A recent case, Bridge Trustees v Yates & Others, has set the cat amongst the pigeons on this very subject. As a result, some members who thought they had safe money purchase benefits will see their benefits reduced as the scheme winds up in deficit. Whether certain benefits were money purchase or not was crucial because it affected whether those benefits were part of the statutory winding up priority order and where they came in that order.
The scheme in question was of Byzantine complexity but the first question related to self annuitisation. Briefly, did annuitising a money purchase pot into an internal annuity paid from the pension scheme – rather than buying it out with an insurer – stop it being money purchase? The answer was no. But there is a sting in the tail. Once those benefits were in payment they ceased being backed by an identifiable, ring-fenced pot of assets as that pot had been annuitised. As those assets could not be separated out from the scheme’s general resources it meant that on the winding up of the scheme they were included in the statutory winding up priority order, and, as the scheme was in deficit, it meant that these members would have their money purchase benefits reduced.
The case also looked at underpin benefits. The winding up regulations effectively include underpin benefits in the winding up priority order by excluding them from the money purchase definition. The Court held that it made no difference whether the underpin was likely to bite or not. As a result, active and deferred members who think their money purchase pots are safely segregated may well find that on the winding up of the scheme in deficit their benefits will be reduced just because of a DB underpin – in this case because the scheme was contracted out on a GMP basis – that they may not have known existed and which would never realistically bite. It is understood that the DWP may look at changing the regulations to make them fit with their original intention and to prevent any mismatch with the PPF regulations in this area.

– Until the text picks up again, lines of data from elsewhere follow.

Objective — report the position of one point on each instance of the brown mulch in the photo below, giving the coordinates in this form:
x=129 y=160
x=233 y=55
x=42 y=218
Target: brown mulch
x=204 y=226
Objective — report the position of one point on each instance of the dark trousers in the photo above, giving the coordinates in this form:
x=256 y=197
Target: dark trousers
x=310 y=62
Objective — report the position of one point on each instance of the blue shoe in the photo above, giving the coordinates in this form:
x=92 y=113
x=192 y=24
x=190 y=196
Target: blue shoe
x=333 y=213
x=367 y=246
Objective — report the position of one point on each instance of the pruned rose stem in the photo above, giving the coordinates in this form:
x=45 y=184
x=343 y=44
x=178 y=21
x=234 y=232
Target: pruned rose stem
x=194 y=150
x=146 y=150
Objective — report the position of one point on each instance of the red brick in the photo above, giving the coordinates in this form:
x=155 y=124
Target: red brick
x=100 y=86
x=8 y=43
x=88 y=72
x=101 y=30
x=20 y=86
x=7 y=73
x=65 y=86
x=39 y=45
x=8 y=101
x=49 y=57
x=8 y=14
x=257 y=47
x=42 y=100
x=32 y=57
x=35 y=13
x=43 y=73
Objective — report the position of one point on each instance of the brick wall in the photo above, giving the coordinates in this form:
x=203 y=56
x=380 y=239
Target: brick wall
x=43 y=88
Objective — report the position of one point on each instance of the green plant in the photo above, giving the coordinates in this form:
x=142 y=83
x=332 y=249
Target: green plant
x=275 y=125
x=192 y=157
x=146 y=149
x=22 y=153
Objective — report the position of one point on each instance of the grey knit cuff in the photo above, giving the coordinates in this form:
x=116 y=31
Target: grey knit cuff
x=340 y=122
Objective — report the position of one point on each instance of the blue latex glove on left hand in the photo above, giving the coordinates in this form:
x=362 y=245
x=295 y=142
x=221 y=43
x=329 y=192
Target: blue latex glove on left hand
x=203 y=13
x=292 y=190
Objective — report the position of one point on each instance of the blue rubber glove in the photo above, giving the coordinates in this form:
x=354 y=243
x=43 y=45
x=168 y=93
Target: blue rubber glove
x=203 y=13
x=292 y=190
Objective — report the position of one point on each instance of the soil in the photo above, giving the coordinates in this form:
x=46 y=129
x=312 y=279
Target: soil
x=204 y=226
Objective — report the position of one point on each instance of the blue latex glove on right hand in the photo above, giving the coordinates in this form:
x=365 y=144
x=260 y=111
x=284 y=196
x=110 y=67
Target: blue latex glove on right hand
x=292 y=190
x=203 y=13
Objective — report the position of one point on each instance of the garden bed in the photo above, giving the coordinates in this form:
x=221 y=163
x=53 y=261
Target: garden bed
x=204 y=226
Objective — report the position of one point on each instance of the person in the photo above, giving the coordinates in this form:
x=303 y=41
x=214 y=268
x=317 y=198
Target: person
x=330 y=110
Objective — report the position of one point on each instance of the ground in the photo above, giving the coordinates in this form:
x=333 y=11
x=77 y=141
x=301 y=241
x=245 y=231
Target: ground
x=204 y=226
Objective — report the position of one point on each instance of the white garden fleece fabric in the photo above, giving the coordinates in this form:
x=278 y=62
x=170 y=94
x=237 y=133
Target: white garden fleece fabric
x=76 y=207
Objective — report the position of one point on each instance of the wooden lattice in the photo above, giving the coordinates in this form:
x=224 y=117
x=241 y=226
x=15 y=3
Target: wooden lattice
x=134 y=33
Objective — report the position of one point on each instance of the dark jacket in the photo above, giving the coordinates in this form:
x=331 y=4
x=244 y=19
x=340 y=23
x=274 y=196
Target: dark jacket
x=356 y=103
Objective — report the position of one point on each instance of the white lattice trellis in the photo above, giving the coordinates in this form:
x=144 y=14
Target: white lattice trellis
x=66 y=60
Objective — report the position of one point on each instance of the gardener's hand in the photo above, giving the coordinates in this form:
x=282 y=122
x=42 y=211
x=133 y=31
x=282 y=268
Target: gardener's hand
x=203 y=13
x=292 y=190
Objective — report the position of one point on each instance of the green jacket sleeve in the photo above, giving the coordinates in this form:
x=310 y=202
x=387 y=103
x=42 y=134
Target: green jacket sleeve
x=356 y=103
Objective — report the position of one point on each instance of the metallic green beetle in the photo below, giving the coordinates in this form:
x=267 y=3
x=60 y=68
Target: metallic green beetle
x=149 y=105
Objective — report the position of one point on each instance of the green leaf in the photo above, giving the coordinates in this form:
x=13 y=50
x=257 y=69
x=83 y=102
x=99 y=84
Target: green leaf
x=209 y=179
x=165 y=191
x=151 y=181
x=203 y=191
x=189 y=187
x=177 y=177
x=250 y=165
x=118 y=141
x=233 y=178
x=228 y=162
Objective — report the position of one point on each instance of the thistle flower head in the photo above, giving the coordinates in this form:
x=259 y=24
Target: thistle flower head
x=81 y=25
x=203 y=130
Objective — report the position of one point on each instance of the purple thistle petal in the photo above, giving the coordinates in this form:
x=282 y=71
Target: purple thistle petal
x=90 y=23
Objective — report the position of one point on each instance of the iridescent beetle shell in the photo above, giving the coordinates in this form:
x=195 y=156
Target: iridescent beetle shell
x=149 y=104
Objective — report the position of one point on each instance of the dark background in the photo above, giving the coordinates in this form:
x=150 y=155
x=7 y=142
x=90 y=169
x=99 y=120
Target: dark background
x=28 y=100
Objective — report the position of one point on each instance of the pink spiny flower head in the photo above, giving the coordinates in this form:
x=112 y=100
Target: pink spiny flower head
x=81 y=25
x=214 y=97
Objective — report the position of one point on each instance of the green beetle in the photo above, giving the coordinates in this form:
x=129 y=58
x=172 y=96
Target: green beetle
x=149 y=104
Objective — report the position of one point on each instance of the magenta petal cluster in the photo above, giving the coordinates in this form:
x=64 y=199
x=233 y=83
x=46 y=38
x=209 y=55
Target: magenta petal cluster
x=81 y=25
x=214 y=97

The case also held that GMPs were separate benefits. This is potentially controversial and may have an impact on the GMP equalisation debate discussed in our previous briefing.
We understand that this case is to be appealed and we will follow that with interest. In the meantime it is important that all schemes take great care in any statements they make to members about the security of their money purchase benefits. Schemes would be well advised to make sure they are clear as to which benefits are money purchase and which are not. It is not as simple as one might think.